One of these ways, as I've recently discovered, is called symmetric level-index arithmetic. It's a complex system involving a kind of power tower, and I've seen some sporadic software implementations of the system in various places.

What are the advantages and disadvantages of this system versus traditional floating point arithmetic? Can't it be duplicated by, for example, increasing the base at which the exponent is taken? (thereby further reducing precision, but increasing range)

asked Mar 17 '23 23:03
#### GregRos

Symmetric, level-indexed arithmetic (SLIA) is very good at representing gigantic numbers. For example, it can easily represent a googol `10^100`

as 4.5268756157751 or a googolplex `10^(10^100)`

as 5.5272678974304. You can continue this up the tetration chain easily. This is in complete contrast to floating-point math, which breaks when it encounters exponents that are themselves high orders of magnitude.

However, floating point numbers do have fixed multiplicative (percentage) precision. The value `ulp(x)/x`

where `ulp`

is the distance between `x`

and the next closest representable number, is bound by a relatively low value = `2^(-bits of precision)`

. On the other hand, SILA does not guarantee this effect. Assuming you are storing your SILA represented bits fixed-point (since you are probably going to have *some* upper bound on your level), you have some fixed `ulp`

in your index value. To use an example with SILA, take the example `SILA = 3.14159`

; `x = e^(e^(e^.14159)))`

. To find `ulp(x)`

, we can use the derivative rule for the propagation of uncertainty, using `ulp(index)`

as the uncertainty in the index (`.14159`

). `ulp(x) = e^(e^(e^.14159)))*e^(e^.14159))*e^.14159*ulp(index)`

, so `ulp(x)/x = e^(e^.14159))*e^.14159*ulp(index)`

. This pattern holds in general, and due to the massive multiplicative difference between `n`

and `e^n`

I am ignoring all but the first term to conclude that `ulp(x)/x ~ ln(x)*index*(ulp(index)/index)`

. This is clearly a much higher level of error than you would have with a floating point representation.

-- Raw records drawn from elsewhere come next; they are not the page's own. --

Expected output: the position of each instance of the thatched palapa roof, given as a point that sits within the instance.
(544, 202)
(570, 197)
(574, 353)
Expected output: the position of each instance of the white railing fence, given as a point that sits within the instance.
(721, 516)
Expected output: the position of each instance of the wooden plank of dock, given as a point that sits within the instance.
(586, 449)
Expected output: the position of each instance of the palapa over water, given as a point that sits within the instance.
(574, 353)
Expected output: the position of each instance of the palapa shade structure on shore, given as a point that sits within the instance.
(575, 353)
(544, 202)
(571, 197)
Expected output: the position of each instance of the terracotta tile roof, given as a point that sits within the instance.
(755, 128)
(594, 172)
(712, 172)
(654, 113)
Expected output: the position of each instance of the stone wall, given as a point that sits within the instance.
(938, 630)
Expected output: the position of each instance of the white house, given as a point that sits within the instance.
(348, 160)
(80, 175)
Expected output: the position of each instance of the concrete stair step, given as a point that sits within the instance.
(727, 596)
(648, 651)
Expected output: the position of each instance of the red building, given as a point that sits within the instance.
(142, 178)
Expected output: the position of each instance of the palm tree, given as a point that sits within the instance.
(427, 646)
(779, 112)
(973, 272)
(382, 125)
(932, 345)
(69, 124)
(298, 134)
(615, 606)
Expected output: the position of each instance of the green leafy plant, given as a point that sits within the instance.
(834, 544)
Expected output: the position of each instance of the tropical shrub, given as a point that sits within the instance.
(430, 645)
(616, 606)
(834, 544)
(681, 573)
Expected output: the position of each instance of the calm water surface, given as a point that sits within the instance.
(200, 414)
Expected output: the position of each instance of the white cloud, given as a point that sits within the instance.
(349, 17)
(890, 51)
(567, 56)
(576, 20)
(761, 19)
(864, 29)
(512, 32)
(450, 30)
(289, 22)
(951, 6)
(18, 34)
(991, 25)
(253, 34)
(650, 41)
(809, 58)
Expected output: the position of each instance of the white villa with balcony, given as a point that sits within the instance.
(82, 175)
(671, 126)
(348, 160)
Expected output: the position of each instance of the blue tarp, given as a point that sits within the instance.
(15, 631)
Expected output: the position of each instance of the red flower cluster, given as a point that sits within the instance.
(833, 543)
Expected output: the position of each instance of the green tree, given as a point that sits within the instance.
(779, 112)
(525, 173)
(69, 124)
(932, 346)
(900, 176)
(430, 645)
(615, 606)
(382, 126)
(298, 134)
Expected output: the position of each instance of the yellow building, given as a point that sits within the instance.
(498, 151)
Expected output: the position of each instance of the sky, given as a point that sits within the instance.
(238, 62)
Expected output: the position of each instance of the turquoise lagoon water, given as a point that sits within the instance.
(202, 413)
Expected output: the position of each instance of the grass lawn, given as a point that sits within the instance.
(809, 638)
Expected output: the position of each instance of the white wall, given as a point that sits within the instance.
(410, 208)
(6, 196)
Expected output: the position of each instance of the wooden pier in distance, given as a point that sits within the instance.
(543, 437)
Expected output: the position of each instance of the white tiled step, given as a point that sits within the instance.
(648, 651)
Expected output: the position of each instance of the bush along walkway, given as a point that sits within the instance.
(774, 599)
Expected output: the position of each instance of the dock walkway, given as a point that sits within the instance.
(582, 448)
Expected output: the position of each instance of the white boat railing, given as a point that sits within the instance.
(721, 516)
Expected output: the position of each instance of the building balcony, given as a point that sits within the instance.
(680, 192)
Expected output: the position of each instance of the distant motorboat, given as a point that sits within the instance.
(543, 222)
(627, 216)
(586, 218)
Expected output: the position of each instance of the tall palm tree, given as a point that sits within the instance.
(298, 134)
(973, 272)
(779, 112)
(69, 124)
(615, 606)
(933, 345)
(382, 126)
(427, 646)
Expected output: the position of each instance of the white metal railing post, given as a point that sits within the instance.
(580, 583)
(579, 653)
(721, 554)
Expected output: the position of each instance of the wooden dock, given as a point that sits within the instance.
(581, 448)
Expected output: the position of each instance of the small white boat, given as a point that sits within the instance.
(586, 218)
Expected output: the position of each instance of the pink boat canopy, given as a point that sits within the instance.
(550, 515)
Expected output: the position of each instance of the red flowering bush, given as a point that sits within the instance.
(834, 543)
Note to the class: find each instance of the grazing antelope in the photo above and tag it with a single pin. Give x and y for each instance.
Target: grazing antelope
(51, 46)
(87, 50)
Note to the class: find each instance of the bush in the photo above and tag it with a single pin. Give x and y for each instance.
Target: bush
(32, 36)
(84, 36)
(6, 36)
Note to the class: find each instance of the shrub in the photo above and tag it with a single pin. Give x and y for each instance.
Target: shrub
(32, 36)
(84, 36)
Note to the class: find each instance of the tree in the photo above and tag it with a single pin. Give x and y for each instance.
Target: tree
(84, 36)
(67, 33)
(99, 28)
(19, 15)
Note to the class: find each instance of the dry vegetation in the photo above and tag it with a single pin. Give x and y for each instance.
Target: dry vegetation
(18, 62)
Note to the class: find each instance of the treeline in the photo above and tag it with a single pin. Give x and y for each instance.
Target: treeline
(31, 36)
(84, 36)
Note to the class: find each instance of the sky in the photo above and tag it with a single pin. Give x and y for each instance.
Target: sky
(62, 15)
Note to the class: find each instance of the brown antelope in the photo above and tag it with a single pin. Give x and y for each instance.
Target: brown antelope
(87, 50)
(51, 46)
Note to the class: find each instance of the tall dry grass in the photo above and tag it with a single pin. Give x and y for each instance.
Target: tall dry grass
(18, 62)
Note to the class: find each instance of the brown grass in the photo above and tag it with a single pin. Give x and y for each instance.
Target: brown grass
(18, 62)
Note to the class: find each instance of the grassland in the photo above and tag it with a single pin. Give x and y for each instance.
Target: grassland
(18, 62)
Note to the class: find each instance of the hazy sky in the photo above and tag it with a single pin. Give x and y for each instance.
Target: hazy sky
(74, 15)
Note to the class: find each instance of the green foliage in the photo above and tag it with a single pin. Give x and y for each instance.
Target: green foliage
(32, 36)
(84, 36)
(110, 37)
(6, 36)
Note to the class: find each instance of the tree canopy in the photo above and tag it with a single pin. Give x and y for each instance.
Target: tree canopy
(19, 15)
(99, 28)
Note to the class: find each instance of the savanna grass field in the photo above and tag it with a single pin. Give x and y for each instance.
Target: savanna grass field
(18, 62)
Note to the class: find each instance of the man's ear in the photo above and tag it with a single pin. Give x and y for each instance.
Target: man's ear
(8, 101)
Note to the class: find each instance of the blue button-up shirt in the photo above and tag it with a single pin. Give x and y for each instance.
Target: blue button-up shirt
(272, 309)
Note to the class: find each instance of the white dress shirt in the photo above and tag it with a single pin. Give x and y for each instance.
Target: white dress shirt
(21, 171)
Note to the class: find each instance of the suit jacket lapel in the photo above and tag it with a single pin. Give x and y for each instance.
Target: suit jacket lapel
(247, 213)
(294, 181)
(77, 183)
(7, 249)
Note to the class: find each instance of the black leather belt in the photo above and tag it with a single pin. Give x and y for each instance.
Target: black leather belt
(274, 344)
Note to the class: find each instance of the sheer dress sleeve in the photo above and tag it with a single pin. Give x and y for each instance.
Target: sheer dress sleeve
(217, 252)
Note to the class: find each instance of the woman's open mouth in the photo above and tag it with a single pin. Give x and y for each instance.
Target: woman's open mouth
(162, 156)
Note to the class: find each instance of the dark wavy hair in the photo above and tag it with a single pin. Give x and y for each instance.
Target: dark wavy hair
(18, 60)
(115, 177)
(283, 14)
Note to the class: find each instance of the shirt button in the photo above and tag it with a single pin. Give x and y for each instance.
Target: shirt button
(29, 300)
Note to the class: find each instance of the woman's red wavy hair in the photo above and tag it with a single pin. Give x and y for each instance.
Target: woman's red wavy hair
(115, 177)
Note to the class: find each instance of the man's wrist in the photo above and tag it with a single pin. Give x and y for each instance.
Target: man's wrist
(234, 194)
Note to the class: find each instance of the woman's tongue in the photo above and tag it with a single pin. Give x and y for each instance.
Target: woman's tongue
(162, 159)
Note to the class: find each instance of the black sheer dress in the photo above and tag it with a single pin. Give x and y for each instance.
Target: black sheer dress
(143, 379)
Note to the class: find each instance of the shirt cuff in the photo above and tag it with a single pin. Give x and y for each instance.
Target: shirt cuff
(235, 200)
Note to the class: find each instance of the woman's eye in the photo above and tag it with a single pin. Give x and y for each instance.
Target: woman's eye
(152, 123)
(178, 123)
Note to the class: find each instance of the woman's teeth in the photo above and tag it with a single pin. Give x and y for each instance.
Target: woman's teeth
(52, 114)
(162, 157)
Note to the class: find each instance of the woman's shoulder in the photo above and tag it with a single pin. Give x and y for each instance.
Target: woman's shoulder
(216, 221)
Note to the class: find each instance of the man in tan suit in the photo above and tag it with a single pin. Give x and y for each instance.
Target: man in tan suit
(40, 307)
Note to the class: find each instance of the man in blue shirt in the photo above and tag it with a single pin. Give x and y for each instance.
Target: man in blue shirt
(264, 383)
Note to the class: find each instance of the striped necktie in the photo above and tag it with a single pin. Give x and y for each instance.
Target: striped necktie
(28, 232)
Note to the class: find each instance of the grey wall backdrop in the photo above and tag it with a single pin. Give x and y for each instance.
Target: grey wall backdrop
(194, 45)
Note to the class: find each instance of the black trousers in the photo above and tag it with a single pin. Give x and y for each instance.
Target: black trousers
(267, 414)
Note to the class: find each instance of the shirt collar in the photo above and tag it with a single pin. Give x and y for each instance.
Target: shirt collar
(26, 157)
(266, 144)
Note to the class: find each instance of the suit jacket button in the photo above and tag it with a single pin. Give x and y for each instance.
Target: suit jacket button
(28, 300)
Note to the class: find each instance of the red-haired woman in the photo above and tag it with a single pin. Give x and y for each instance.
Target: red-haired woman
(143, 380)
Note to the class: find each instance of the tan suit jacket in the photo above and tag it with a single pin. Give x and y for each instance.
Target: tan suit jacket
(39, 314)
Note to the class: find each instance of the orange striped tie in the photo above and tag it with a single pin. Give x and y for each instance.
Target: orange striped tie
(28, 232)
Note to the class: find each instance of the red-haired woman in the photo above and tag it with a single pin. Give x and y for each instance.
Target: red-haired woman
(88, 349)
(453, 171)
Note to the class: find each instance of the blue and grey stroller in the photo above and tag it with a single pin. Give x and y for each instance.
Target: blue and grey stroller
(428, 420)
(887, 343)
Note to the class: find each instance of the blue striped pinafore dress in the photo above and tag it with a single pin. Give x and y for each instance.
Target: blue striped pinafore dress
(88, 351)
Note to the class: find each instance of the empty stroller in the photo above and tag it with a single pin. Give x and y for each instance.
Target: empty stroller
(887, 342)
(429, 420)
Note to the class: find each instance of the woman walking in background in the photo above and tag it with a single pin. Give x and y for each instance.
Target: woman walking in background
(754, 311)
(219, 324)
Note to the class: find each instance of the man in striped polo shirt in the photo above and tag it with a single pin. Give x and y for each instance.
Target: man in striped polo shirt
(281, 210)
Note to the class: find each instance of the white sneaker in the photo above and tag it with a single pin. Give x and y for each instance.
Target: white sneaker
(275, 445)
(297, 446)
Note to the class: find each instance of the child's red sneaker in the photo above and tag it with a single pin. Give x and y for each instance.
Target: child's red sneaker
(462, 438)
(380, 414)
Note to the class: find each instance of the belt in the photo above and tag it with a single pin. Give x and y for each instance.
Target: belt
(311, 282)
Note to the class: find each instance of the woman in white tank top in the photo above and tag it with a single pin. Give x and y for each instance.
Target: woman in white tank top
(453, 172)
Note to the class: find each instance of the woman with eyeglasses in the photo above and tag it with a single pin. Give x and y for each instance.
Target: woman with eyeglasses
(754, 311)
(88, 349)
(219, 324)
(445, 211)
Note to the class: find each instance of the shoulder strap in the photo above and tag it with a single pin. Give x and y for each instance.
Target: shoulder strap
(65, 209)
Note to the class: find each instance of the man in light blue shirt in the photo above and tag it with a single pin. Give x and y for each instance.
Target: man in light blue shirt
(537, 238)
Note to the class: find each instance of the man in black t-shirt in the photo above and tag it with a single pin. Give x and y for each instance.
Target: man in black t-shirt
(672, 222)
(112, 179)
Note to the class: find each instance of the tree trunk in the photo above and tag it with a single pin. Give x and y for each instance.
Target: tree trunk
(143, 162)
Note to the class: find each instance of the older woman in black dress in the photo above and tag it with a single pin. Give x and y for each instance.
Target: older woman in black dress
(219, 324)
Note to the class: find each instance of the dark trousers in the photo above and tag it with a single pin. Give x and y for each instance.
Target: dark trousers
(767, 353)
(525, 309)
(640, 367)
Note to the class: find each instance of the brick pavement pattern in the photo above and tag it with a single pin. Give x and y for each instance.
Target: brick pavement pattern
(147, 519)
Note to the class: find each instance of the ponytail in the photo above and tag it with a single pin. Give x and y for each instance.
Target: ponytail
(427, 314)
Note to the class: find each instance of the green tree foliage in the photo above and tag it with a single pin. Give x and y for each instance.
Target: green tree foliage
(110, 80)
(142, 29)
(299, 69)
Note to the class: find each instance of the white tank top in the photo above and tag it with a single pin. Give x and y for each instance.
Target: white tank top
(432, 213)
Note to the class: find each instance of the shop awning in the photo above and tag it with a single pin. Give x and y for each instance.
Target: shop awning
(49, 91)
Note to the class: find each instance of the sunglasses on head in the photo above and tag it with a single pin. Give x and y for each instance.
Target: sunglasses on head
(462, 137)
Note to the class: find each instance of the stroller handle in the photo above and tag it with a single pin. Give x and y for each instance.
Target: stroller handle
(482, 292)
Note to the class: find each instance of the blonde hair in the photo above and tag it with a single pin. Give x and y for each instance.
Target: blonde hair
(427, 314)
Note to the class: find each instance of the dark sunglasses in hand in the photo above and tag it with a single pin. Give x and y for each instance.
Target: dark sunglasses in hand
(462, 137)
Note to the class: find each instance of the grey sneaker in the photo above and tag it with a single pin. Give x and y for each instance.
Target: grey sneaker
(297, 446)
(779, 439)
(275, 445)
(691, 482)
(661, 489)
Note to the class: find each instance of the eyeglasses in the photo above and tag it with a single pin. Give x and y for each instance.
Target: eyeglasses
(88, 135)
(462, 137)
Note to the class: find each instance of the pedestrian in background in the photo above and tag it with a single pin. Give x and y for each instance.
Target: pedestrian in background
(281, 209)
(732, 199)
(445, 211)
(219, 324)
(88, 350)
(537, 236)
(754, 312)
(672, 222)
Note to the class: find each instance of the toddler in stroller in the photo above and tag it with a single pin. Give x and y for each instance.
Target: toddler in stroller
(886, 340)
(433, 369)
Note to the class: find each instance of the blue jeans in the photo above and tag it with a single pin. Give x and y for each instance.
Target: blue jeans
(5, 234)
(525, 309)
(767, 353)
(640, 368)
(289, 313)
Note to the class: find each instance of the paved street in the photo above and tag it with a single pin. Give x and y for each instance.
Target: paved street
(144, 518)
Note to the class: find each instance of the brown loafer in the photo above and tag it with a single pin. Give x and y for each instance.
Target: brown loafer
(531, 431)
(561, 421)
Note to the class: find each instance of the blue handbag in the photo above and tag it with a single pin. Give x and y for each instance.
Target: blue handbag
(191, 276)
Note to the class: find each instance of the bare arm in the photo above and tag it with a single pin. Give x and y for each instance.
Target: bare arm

Increasing the base of representation would increase the range. However, the real question is *how big do you want your numbers to get*? One of the largest numbers in physics, the Poincare recurrence time (see this article for the value), can be easily represented by standard SLIA as `8.2`

. Larger numbers, such as Graham's number, cannot be expressed in any base SLIA effectively, the number of towers is just too great. Base `e`

is simply convenient because it does not require any correction factors.